Mereka berkomunikasi dengan pihak di luar negeri, bahkan saya pernah
diminta untuk membuat berbagai proposal seperti membangun museum, rumah
sakit, bandara, pelabuhan dll. Karena saya tidak yakin maka permintaan
tersebut saya tolak. Tapi mereka benar-benar percaya akan harta karun
tersebut.....dan katanya sekarang dananya sudah di BI........harta
tersebut kepunyaan yayasan kerajaan nusantara...............apa itu
benar-benar ada?...walahualam.
>
> Salam
> Aunur Rofiq
>
>
>
>
> ________________________________
> From: Bambang Tata Samiadji btsamia...@...
> To: [email protected]
> Sent: Thu, March 4, 2010 10:35:58 AM
> Subject: Bls: [referensi] Re: Keluarga Keraton Solo Hibahkan Harta
Karun Rp 1,3 T untuk TNI
>
>
> Dear all.
>
> Sungguh baik hati ya Keluarga Kraton Solo menghibahkan harta karun
yang katanya senilai Rp 1,3 T.
>
> Apa betul sih? Masak jual rempah-rempah koq jadi batangan emas, surat
berharga, dan obligasi? Kalau jadi batang emas apakah itu bentuk korupsi
jaman dulu? Terus dalam bentuk surat berharga dan obligasi,.. emangnya
dulu sudah ada surat berharga dan obligasi? Siapa emitennya, siapa
penjaminnya? Siapa legal advisornya? Kalau betul ada, apa bukti
pemilikannya?
>
> Tapi memang ada orang yang percaya seperti itu. Dia kejar harta karun
itu di bank luar negeri. Akhirnya sampai pada deposit box tempat harta
kartun yang dimaksud dan menemukan secarik dokumen berharga. Dalam
dokumen tertulis : "MAAF, ANDA BELUM BERUNTUNG".
>
> Thanks.
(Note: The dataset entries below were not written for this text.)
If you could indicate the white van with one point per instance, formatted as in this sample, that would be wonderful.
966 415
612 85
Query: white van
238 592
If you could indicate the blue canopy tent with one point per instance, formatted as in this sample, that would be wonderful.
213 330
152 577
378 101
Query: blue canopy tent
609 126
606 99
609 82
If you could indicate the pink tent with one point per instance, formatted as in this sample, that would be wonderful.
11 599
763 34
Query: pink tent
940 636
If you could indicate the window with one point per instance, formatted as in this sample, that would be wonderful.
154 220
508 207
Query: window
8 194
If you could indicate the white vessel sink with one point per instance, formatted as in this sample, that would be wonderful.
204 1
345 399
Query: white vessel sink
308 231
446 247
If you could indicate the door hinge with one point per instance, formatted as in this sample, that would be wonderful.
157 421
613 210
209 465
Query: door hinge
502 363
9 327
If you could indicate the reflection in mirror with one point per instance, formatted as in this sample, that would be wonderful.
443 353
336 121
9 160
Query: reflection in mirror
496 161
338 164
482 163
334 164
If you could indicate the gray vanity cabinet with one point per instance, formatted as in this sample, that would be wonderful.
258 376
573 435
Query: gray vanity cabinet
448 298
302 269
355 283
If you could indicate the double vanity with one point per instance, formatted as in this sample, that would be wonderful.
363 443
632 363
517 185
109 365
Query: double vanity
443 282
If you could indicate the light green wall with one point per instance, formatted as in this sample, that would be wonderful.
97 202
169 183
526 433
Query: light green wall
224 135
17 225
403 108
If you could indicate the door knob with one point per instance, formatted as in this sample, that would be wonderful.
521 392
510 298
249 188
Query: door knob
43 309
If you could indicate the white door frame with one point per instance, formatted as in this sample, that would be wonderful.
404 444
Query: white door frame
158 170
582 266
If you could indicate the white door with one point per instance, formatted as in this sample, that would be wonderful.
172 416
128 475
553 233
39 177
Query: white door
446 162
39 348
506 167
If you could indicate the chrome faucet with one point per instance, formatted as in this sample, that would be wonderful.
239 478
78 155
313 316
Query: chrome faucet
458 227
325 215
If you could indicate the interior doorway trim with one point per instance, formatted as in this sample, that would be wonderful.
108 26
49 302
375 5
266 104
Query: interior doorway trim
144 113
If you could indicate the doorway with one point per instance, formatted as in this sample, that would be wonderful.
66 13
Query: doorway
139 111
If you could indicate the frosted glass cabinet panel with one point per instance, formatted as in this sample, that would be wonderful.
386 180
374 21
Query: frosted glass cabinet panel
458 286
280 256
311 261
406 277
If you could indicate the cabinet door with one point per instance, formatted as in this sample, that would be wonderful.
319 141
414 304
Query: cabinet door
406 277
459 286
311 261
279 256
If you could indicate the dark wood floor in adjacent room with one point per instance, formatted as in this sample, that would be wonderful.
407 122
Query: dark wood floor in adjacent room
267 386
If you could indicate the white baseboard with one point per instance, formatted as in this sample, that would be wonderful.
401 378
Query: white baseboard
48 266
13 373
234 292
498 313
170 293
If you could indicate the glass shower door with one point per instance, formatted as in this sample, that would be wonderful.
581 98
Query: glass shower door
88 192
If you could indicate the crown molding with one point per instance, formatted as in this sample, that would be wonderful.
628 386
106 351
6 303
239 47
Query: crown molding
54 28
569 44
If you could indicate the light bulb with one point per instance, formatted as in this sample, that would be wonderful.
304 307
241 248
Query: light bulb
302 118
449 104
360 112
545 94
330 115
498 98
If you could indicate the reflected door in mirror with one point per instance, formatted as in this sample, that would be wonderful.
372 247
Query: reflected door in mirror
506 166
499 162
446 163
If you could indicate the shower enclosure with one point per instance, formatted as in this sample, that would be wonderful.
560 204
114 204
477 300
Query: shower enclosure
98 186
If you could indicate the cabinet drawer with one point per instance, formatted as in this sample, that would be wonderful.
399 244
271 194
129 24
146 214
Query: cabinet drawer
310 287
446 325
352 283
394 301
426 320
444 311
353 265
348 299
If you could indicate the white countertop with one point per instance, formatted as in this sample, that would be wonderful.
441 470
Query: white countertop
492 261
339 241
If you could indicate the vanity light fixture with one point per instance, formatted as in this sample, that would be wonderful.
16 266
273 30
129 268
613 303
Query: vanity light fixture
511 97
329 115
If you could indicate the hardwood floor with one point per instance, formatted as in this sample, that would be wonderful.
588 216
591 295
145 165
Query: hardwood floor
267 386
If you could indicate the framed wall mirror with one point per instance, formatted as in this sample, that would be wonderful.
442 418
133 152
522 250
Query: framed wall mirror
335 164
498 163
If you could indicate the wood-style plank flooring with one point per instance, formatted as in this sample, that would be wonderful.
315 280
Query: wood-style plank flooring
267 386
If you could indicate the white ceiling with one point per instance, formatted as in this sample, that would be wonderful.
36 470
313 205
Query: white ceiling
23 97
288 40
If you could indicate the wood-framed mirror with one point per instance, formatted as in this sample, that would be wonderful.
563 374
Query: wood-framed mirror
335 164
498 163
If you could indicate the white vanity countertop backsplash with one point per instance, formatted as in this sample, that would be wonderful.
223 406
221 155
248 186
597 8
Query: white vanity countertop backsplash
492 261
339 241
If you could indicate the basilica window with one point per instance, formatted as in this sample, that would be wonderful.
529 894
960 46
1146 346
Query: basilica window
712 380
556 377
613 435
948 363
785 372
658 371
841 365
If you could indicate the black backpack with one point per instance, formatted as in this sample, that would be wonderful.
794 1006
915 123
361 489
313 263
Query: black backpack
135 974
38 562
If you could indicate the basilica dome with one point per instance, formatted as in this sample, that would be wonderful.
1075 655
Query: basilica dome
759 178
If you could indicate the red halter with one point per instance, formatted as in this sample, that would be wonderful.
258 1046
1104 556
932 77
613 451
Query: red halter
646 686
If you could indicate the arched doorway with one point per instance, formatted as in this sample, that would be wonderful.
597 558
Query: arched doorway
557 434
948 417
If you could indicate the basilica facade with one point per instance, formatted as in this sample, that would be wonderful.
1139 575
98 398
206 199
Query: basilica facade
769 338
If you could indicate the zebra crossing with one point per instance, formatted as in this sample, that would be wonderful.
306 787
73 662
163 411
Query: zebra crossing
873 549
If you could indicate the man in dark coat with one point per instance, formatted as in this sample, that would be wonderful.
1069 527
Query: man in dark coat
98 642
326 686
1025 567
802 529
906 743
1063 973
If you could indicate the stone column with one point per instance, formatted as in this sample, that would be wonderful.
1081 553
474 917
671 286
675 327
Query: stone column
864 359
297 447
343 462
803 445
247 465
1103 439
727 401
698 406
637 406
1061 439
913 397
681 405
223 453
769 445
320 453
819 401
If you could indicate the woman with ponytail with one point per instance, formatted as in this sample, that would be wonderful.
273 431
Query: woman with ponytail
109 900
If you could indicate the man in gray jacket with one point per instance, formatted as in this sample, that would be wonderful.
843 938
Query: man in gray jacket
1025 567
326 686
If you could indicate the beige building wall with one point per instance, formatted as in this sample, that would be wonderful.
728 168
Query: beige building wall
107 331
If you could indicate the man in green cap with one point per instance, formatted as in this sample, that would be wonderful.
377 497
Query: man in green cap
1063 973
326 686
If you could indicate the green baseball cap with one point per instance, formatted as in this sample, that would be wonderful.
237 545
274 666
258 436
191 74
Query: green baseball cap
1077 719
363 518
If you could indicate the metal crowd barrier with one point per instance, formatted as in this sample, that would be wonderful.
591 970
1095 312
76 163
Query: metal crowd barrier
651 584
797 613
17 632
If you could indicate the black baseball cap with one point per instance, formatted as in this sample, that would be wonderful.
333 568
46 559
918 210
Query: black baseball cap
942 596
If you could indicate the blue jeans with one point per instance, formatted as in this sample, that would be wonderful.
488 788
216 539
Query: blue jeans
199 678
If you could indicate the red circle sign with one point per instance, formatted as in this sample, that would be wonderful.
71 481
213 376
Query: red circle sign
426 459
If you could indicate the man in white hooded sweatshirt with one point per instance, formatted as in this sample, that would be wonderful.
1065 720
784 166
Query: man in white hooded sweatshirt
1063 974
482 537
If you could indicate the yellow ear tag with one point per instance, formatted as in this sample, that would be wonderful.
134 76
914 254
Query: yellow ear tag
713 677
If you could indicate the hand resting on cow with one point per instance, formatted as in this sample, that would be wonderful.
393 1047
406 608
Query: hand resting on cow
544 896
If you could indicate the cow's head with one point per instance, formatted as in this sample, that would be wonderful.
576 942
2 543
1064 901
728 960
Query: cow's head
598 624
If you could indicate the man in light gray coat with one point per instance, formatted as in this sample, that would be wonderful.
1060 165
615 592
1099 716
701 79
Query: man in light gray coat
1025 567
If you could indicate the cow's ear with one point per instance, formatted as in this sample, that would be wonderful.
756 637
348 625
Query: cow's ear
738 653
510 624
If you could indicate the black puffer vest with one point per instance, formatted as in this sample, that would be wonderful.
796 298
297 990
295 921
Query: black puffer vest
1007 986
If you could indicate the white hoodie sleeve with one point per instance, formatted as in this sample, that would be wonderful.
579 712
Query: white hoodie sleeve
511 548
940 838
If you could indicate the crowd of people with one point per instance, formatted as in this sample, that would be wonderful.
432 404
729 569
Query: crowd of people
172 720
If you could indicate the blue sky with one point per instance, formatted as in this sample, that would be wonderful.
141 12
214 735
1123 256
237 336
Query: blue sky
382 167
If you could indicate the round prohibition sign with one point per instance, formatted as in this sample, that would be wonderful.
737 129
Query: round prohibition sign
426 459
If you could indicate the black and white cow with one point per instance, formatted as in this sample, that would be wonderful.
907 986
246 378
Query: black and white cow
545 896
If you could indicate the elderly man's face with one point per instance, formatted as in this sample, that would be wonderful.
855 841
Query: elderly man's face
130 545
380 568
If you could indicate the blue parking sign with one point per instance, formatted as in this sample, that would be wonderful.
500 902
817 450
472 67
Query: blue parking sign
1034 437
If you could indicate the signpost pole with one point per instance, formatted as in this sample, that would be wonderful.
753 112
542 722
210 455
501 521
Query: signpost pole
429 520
CU. BTS.
>
> --- Pada Kam, 4/3/10, hengky abiyoso watashi...@yahoo. com> menulis:
>
>
> >Dari: hengky abiyoso watashi...@yahoo. com>
> >Judul: [referensi] Re: Keluarga Keraton Solo Hibahkan Harta Karun Rp
1,3 T untuk TNI
> >Kepada: "referensi" refere...@yahoogrou ps.com>
> >Tanggal: Kamis, 4 Maret, 2010, 2:21 AM
> >
> >
> >
> >Keluarga KeratonSoloHibahkan Harta Karun Rp 1,3 T untuk TNI
> >
> >Jakarta/ detikNews - Ahli waris Pakubuwono IX menyerahkan hibah harta
karun yang bernilai Rp 1,3 triliun pada TNI dan rakyat Indonesia.
Pemberian hibah ini dilakukan oleh KGPH Tjokro Koesomo atau KH Chaerul
Fathulloh, pria yang mengaku diberi amanah oleh Pakubuwono IX.Tjokro
menjelaskan harta karun itu saat ini masih berada di bank asing.
Bentuknya batangan emas, surat-surat berharga dan berbagai obligasi
lainnya.
> >"Kami ingin mengembalikannya untuk kesejahteraan rakyat Indonesia,"
terangnya saat deklarasi pemberian aset tersebut di Anjungan Provinsi
Jawa Tengah, TMII, Jakarta Timur, Rabu (3/3/2010).
> >Tjokro yang mengaku panglima tertinggi aset amanah RI Owner of Holder
Indonesia ini, menjelaskan kekayaan yang luar biasa ini didapat dari
hasil penjualan rempah-rempah sejak zaman Indonesia belum
merdeka."Pemilik sahnya
> > adalah rakyat Indonesia," tegasnya.
> >Dengan harta karun ini, Tjokro mengaku akan menggunakannya untuk
membeli 3 kapal korvet untuk TNI AL. Tidak hanya untuk TNI, harta karun
ini juga akan digunakan sebesar-besarnya untuk kemakmuran rakyat.Namun
untuk pengelolaannya, Tjokro menjelaskan harus melalui Yayasan Graha
Manunggal Sentosa.
> >Dalam acara deklarasi tersebut, Tjokro Yayasan Graha Manunggal
Sentosa pun mengundang Presiden SBY bersama segenap jajaran menteri,
pimpinan TNI, Kapolri, Pimpinan KPK, Jaksa Agung hingga perwakilan PBB.
Namun para tamu VIP tersebut berhalangan hadir.